Giter VIP home page Giter VIP logo

hadoop-hdfs-fsimage-exporter's Introduction

Prometheus Hadoop HDFS FSImage Exporter

Apache License, Version 2.0, January 2004 Maven Central | Docker Hub

Exports Hadoop HDFS statistics to Prometheus monitoring including

  • total / per user / per group / per configured directory path / per set of paths
    • number of directories
    • number of files
    • file size and optionally size distribution
    • number of blocks
    • file replication (overall / per user summary)

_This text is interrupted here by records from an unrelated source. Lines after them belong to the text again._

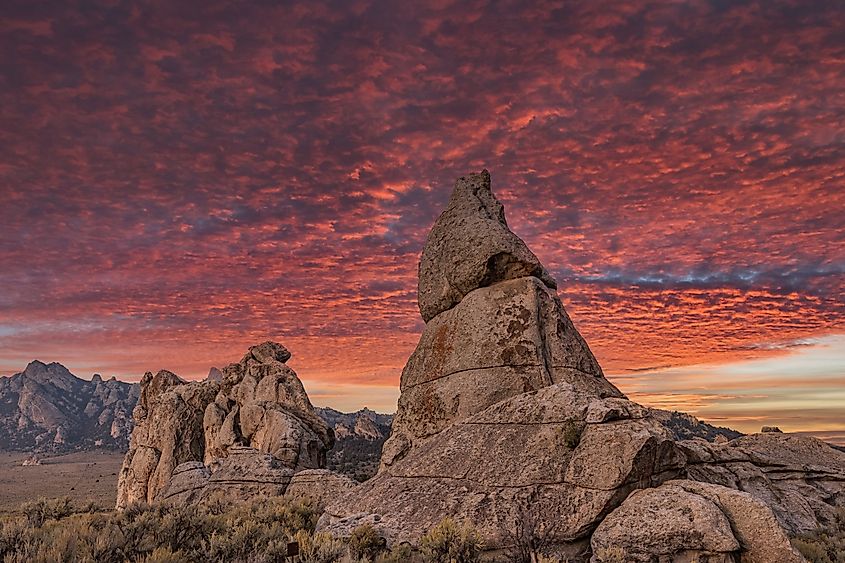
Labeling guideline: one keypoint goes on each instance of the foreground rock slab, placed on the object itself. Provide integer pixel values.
(683, 521)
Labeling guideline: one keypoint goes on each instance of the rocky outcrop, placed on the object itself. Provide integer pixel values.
(570, 458)
(506, 421)
(470, 246)
(683, 521)
(242, 475)
(499, 341)
(47, 408)
(262, 404)
(233, 439)
(168, 432)
(319, 485)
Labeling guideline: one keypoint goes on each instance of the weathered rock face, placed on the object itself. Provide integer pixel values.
(503, 405)
(500, 341)
(244, 474)
(319, 485)
(570, 457)
(504, 412)
(684, 521)
(262, 404)
(470, 246)
(232, 439)
(802, 479)
(168, 431)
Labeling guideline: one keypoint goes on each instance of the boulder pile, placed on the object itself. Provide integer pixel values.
(507, 422)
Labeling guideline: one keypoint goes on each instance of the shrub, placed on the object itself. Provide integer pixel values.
(39, 511)
(54, 531)
(366, 543)
(450, 542)
(319, 548)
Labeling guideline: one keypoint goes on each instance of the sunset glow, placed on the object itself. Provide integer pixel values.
(181, 180)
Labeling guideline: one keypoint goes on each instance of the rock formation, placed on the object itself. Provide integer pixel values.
(244, 435)
(505, 418)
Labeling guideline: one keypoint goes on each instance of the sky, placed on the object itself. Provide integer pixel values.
(181, 180)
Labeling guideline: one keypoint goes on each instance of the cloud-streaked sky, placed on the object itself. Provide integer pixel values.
(179, 180)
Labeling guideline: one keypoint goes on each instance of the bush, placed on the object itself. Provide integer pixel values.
(41, 510)
(366, 543)
(449, 542)
(319, 548)
(571, 433)
(258, 532)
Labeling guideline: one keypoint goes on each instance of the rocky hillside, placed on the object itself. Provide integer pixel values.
(359, 439)
(47, 408)
(684, 426)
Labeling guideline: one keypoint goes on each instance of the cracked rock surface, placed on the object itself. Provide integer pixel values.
(243, 435)
(506, 421)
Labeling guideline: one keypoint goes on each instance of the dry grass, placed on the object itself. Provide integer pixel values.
(825, 545)
(82, 476)
(57, 530)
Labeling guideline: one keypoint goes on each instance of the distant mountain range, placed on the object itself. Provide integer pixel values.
(46, 408)
(360, 436)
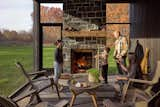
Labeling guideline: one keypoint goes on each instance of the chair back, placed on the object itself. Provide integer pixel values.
(4, 102)
(157, 73)
(20, 66)
(124, 91)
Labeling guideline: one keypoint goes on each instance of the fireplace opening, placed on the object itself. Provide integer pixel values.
(81, 60)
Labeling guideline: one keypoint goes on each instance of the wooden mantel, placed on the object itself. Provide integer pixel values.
(84, 33)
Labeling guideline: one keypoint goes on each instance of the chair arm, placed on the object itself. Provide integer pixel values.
(16, 99)
(141, 81)
(38, 72)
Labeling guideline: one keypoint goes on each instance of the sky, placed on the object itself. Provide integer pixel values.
(16, 14)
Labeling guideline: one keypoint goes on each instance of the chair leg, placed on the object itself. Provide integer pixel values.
(57, 91)
(35, 98)
(94, 100)
(72, 100)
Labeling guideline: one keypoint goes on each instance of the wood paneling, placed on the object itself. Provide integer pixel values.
(145, 24)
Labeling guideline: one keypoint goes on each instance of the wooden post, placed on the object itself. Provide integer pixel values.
(36, 34)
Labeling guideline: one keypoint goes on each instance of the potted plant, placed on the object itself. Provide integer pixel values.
(93, 75)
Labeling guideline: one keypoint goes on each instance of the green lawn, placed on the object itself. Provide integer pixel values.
(11, 78)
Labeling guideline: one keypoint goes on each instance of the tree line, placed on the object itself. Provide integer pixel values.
(7, 36)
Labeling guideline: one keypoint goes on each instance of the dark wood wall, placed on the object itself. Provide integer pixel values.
(145, 19)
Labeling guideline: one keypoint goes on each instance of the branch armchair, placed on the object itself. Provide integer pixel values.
(32, 82)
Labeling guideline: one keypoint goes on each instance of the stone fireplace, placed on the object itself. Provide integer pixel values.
(82, 34)
(79, 53)
(81, 60)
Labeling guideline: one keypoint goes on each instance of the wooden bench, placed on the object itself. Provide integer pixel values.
(62, 103)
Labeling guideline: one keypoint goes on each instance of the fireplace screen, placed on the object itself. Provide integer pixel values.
(81, 60)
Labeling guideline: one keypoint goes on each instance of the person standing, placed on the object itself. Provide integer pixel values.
(58, 63)
(120, 51)
(104, 57)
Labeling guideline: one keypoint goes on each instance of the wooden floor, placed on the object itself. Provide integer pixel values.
(83, 100)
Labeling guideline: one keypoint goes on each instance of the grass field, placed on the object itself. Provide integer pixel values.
(11, 78)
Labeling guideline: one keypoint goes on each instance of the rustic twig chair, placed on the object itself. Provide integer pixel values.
(147, 93)
(33, 81)
(7, 102)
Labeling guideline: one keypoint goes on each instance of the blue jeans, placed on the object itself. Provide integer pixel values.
(57, 71)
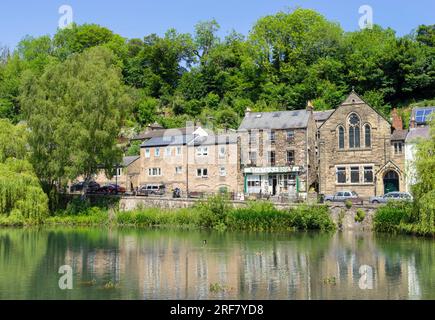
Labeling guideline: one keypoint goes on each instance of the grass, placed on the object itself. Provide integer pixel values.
(400, 217)
(214, 213)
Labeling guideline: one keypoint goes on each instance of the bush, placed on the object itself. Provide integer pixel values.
(213, 211)
(312, 218)
(388, 218)
(259, 216)
(360, 215)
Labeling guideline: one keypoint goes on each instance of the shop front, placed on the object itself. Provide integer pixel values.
(273, 181)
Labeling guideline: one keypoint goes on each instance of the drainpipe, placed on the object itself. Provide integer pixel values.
(307, 184)
(187, 168)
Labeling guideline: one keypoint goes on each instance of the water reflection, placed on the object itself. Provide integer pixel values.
(167, 264)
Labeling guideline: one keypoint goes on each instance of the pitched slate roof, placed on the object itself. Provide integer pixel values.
(421, 114)
(399, 135)
(275, 120)
(216, 139)
(160, 133)
(415, 133)
(322, 115)
(167, 140)
(126, 161)
(197, 140)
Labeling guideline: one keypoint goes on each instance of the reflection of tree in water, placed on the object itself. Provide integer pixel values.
(178, 264)
(415, 254)
(20, 256)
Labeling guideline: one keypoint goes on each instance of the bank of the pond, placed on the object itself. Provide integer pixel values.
(217, 213)
(401, 217)
(213, 214)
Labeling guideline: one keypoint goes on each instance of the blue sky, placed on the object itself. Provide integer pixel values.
(136, 18)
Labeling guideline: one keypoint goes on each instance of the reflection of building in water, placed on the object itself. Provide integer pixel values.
(180, 267)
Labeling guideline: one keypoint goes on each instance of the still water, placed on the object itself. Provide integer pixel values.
(173, 264)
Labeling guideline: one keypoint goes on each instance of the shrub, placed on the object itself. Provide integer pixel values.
(387, 218)
(259, 216)
(213, 211)
(360, 215)
(312, 218)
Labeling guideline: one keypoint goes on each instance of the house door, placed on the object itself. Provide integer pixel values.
(274, 184)
(391, 182)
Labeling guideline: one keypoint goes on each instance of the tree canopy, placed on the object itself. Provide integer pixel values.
(74, 112)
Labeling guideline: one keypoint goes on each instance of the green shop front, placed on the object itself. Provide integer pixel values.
(274, 181)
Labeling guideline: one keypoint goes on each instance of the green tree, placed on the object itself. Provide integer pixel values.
(74, 112)
(21, 197)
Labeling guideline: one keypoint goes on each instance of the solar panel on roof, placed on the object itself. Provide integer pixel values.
(423, 115)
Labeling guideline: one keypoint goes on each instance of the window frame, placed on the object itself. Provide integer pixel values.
(367, 135)
(354, 131)
(341, 138)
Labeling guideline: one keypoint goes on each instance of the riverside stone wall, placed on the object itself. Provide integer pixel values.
(342, 216)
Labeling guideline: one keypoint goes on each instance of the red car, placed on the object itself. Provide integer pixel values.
(111, 189)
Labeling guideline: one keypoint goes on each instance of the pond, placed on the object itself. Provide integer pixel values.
(146, 264)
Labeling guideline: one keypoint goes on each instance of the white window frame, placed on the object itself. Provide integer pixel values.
(361, 172)
(147, 153)
(200, 172)
(179, 151)
(222, 171)
(158, 172)
(168, 151)
(222, 154)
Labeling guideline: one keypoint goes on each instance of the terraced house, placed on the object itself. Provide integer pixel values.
(197, 161)
(278, 152)
(360, 150)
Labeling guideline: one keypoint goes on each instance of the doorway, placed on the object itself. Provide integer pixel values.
(391, 182)
(274, 184)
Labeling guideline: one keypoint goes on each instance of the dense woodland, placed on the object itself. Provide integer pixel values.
(286, 59)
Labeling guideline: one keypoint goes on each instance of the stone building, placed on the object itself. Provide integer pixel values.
(126, 174)
(359, 151)
(278, 152)
(195, 162)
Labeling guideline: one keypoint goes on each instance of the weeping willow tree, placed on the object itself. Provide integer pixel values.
(22, 199)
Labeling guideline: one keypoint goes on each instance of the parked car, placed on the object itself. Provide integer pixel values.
(176, 193)
(78, 187)
(392, 196)
(110, 189)
(151, 190)
(343, 196)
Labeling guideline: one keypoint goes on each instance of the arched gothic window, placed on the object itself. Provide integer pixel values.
(340, 137)
(368, 136)
(354, 131)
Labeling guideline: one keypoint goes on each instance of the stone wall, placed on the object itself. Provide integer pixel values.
(339, 212)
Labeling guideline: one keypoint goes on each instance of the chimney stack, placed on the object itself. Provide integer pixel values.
(310, 106)
(412, 123)
(397, 122)
(247, 111)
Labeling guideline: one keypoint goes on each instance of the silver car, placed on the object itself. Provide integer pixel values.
(343, 196)
(392, 196)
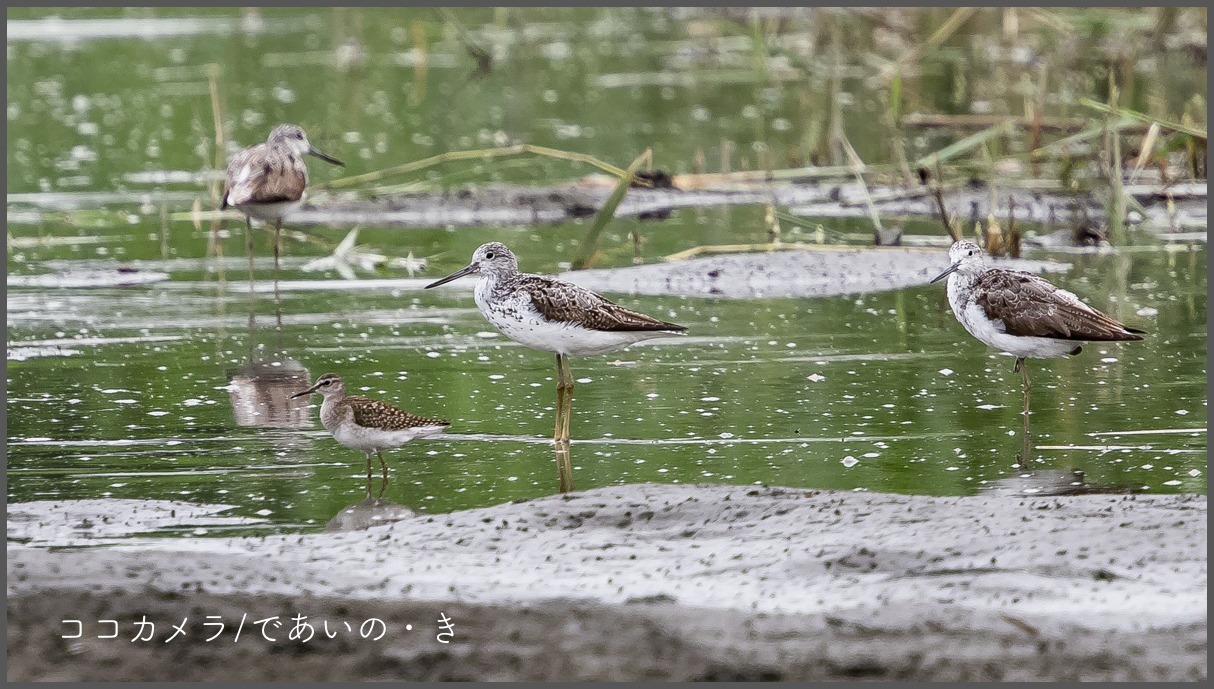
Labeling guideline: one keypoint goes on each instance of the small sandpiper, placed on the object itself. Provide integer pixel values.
(368, 425)
(1021, 313)
(266, 181)
(554, 315)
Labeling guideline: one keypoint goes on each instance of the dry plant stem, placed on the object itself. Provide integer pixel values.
(213, 78)
(1013, 231)
(608, 210)
(939, 194)
(480, 154)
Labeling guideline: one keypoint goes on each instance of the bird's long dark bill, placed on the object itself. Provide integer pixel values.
(455, 275)
(307, 392)
(325, 158)
(945, 274)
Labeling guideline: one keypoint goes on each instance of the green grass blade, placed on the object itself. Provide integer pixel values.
(605, 214)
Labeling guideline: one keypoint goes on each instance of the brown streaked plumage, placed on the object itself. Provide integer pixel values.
(562, 302)
(374, 414)
(368, 425)
(1022, 314)
(554, 315)
(1031, 307)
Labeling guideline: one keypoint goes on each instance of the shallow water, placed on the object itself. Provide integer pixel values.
(175, 388)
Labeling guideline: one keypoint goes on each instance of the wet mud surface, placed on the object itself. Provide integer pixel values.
(650, 581)
(1163, 206)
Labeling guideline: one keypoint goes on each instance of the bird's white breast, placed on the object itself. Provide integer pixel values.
(993, 332)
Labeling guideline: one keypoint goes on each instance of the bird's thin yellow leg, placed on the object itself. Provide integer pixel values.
(384, 465)
(368, 474)
(568, 398)
(560, 404)
(1026, 433)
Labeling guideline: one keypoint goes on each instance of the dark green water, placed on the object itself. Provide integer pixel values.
(877, 392)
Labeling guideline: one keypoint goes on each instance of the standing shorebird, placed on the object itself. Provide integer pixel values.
(368, 425)
(1021, 313)
(266, 181)
(554, 315)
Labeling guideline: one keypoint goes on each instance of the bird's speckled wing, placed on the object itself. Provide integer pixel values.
(374, 414)
(261, 175)
(565, 302)
(1031, 307)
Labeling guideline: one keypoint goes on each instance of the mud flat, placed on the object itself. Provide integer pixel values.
(1166, 208)
(796, 273)
(642, 581)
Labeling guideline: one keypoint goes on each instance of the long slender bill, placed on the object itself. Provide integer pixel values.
(308, 391)
(325, 158)
(465, 271)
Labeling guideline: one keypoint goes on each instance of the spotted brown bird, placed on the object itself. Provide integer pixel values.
(367, 425)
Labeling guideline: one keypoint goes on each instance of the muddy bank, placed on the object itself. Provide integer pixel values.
(662, 581)
(796, 273)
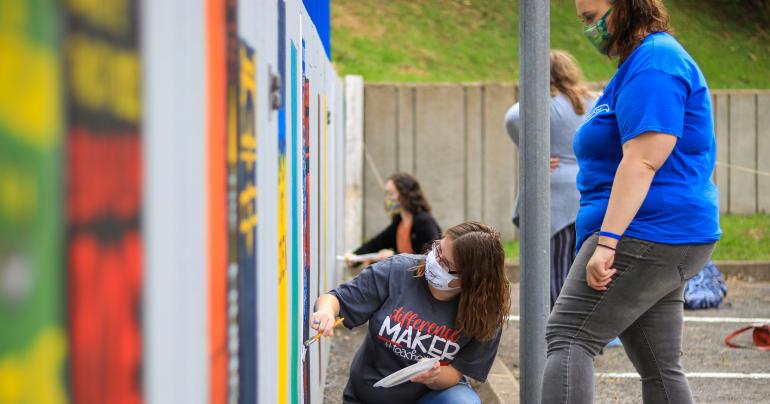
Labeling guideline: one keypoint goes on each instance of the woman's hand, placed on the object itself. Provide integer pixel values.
(599, 270)
(429, 376)
(384, 254)
(323, 321)
(554, 163)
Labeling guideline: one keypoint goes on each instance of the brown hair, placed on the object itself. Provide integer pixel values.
(566, 78)
(410, 194)
(486, 296)
(632, 21)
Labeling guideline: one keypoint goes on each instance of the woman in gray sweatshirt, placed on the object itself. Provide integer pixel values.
(570, 99)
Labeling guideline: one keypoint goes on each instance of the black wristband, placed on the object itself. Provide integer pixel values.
(605, 246)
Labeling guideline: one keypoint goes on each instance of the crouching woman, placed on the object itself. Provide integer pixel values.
(450, 304)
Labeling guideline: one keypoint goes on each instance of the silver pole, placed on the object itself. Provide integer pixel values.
(534, 81)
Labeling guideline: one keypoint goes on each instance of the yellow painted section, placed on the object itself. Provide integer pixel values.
(283, 302)
(29, 82)
(34, 375)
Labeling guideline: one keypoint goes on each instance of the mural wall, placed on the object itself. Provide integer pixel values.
(33, 339)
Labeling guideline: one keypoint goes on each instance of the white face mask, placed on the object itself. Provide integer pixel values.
(437, 276)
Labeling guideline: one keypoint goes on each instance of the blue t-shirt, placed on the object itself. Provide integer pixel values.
(659, 88)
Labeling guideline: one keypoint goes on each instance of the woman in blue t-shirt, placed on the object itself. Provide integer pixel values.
(648, 217)
(450, 304)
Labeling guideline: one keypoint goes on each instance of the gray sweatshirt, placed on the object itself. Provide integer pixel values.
(565, 198)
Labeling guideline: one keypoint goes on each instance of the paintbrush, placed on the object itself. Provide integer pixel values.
(318, 336)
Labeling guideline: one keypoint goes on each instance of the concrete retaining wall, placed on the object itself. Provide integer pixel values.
(451, 136)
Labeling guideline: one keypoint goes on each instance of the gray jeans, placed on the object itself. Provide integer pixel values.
(643, 305)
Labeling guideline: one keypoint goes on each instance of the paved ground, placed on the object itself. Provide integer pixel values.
(704, 351)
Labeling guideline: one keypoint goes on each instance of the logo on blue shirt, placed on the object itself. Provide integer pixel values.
(596, 111)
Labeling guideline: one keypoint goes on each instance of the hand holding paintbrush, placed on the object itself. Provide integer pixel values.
(323, 327)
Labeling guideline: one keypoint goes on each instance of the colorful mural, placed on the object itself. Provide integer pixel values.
(283, 314)
(104, 194)
(33, 342)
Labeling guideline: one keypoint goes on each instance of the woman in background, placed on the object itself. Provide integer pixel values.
(570, 99)
(412, 229)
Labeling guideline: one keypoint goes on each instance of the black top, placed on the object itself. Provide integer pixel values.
(424, 232)
(406, 323)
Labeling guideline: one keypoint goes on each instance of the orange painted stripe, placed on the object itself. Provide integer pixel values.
(216, 169)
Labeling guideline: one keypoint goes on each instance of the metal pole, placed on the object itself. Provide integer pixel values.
(534, 81)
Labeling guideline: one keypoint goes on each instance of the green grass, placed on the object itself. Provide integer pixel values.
(477, 40)
(743, 238)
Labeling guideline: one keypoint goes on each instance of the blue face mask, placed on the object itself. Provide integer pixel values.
(598, 34)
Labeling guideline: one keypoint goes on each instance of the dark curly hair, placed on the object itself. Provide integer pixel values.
(633, 20)
(410, 194)
(485, 299)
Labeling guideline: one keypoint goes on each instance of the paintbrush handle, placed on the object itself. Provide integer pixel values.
(319, 335)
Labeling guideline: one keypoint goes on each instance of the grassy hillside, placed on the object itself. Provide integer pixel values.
(477, 40)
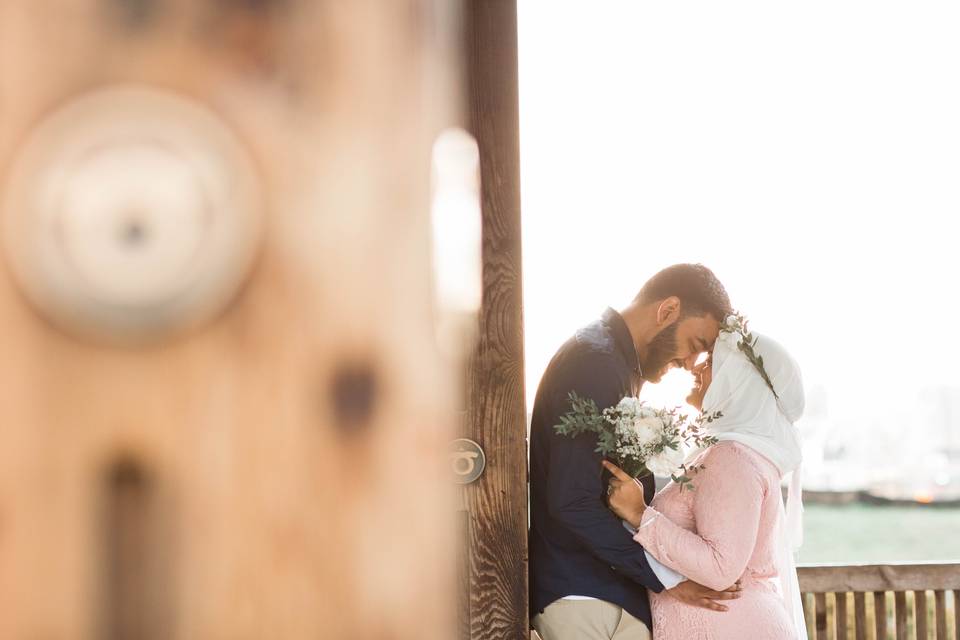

The exporter parses the FSImage using the Hadoop FSImage Analysis library. This approach has the advantage of

  • being fast (2.6 GB FSImage ~ 50s)
  • adding no heavy additional load to HDFS NameNode (no NameNode queries, you can run it on 2nd NameNode)

The disadvantage is

  • no real time update, only when NameNode writes FSImage (interval of hours, see dfs.namenode.checkpoint.period).
    This should be sufficient for most cases (long term trend, detecting HDFS small file abuses, user and group stats)
  • parsing takes 2x-3x FSImage size in heap space

FSImage Exporter overview

The exporter parses fsimage data in background thread which checks every 60s for fsimage changes. This avoids blocking and long-running Prometheus scrapes and potentially stale metrics.

Grafana dashboards

Requirements

For building:

  • JDK 8
  • Maven 3.5.x
  • Docker 1.6+ (only required if building docker image)

For running:

  • JRE 8+ for running
  • Access to Hadoop FSImage file
  • Docker 1.6+ (only required if building docker image)

Downloading

Available on Maven Central and as docker image on Docker Hub.

Building

mvn clean install

You can test the exporter using run_example.sh after building.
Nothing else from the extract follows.